June 19, 2012
When you first thought to do this, this was a shot in the dark, right? Timothy's prognosis was pretty grim. No one had actually attempted this type of treatment before. Did you think, "Might as well give it a shot"?
Yeah. I would have felt better if I had tested it before. [Laughs] I knew it was probably possible. It's not easy to test the same condition in animals, but you could see some effects in animals.
In this case, it was clearly a shot in the dark. I studied the literature. I looked in PubMed, up and down, to see if there was anything published on this point: What happens if a patient who is HIV infected changes the CCR5 phenotype? And I found absolutely nothing. It's never been tested before, not even in vitro.
This was very surprising. It could be that no one really thought about this possibility. And the other explanation could be that they have tested it, it's gone wrong and no one got published. I was a little bit nervous about this point.

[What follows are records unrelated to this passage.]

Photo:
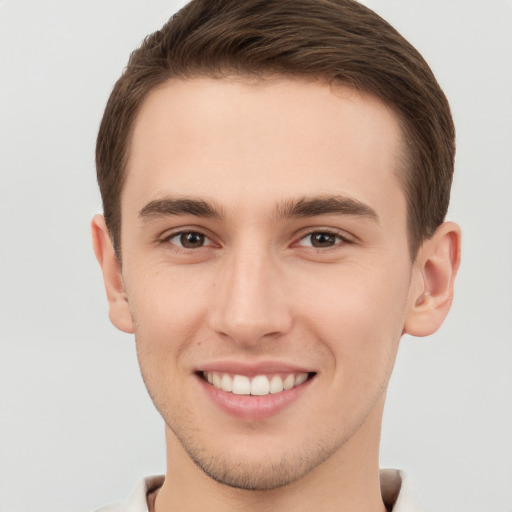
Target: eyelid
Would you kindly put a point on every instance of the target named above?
(168, 235)
(344, 237)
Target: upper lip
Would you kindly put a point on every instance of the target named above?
(253, 368)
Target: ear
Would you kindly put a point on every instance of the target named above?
(119, 309)
(434, 273)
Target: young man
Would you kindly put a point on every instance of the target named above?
(275, 177)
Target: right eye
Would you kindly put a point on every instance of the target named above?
(189, 240)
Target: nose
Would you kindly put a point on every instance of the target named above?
(251, 302)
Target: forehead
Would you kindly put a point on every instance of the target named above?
(253, 143)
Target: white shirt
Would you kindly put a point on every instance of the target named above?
(396, 489)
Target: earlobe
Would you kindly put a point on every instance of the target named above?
(119, 309)
(434, 271)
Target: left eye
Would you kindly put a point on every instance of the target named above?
(320, 239)
(189, 240)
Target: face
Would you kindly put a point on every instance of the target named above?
(266, 269)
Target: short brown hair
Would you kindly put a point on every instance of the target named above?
(330, 40)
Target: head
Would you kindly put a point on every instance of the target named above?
(329, 41)
(275, 177)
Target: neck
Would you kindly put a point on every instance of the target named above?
(346, 481)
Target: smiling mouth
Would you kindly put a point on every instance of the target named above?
(259, 385)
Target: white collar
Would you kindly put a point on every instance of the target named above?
(396, 488)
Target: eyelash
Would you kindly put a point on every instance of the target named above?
(330, 233)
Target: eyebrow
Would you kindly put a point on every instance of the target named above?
(325, 205)
(303, 207)
(169, 206)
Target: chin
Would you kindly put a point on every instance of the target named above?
(258, 468)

We were a little bit scared that we didn't really know what could happen: You have high selective pressure against the virus, when we changed this immune system to CCR5 depleted cells, and no one really could say how the virus would behave.
[But then we realized that] the worst thing would be that he changes his tropism to the CXCR4 receptor, and then as long as he takes his antiretroviral medication, there's no harm for the patient. So we got optimistic that we could dare this experiment and that the risks are not too, too big.
I think it's easy for a lot of us to grasp on to this and say, "Here is the cure. Here is the future. Here is where it's going to happen." I'm guessing you've heard this kind of question a lot: "Is this the path forward?"
Yeah. If you look at the HIV research, we have no better answers for cure questions than what we have now with the CCR5 receptor, gene therapy. We have approaches in targeting, unmasking and killing, specifically, reservoir cells. But they are all connected with the cure question.
And the cure question, 10 or 5 years ago, was no real question. If someone said to you, "I want to cure HIV," all you'd have to say is, "You're mad. This is not possible. This is a retrovirus which degrades, and you can't get rid of the genomic material." This was the dogma of this case.
The way of thinking about cure has changed a little bit. This makes the process open for alternatives to the current antiretroviral therapy -- it does not have to be only the stem cell approach. There are other approaches derived from this case, which are also promising.
We've known for a while that the CCR5 receptor is the primary way through which HIV enters a CD4 cell. But there's still so much that we don't really know about the CCR5 receptor. How much have we learned over the past few years?
Very little. We know that the CCR5 deletion is much older than HIV, and the mutation appeared thousands of years ago. The distribution, what we see now -- in Europeans, this deletion is high; in Africans and Asians it is absent -- this is a distribution which happened in the last 10,000 years. There must be some kind of advantage for these carriers, and we don't know all the reasons why.
We don't know exactly the function of CCR5. We know that it probably plays a role in another infection, the West Nile virus infection. But all of the details are very unclear. There are some studies focusing on carriers of the CCR5 deletion, and whether they have high risk of any other disease. But these associations are very weak; there's no clear association of any disease with the deletion.
Why hasn't there been a Patient No. 2 yet?
We have had requests from other institutions -- taken together, I think we have now 15 other patients with HIV in need of urgent transplantation, because of leukemia, lymphoma, and so on. And some of them had just one [potential donor match]. Who gets that donor that was tested and was CCR5 negative?
Some had many potential donors -- 60, 120, such as Timothy had -- but sometimes mathematics fail. And the probabilities [of success] are 1 percent.
So this is a problem. I think it's a question of time. If you wait long enough, you will find a patient who will have the same conditions like Timothy.
The other point is that we don't have access to every patient who has the possibility to do this. There are many more patients with HIV who get transplants by allogeneic transplantation than we get information about. Because some institutions didn't really know about [the Timothy Brown] case. Some knew about this case and said, "Oh, this is so uncommon, this mutation; it doesn't make sense to test for it." They didn't start with it. If you don't start with the investigation, you will never find a second patient.
This is the biggest problem, I think: We have information about less than 5 percent of all these patients who get transplantation. If we have access to all of these and test them, the probability is much more higher to find a second patient.
Is this a uniquely European thing that you did? Could what you did with Timothy Brown not have been done anywhere else?
No: They tried it, too, in the U.S. But the circumstances are not like in Europe, or especially not Germany. We have in Germany a unique situation: We have 80 million Germans, and 3.5 million of them are registered in donor registries. It's very high. It's the highest proportion in the whole world.
Do you know how that compares to the U.S.?
You have 7 to 8 million in the U.S. But the difference, the second difference, is: These 8 million in the U.S. are derived from hundreds of stem cell registries. Every county, every state, every hospital, every institution has its own registry. And in Germany we have a central registry for all of these. So it's much easier to assess these registered donors.
That's also the reason why it works so well. You can do this in any country, but it works so well [in Germany] because we have this central registry, with a large number of registered donors. This was part of the success.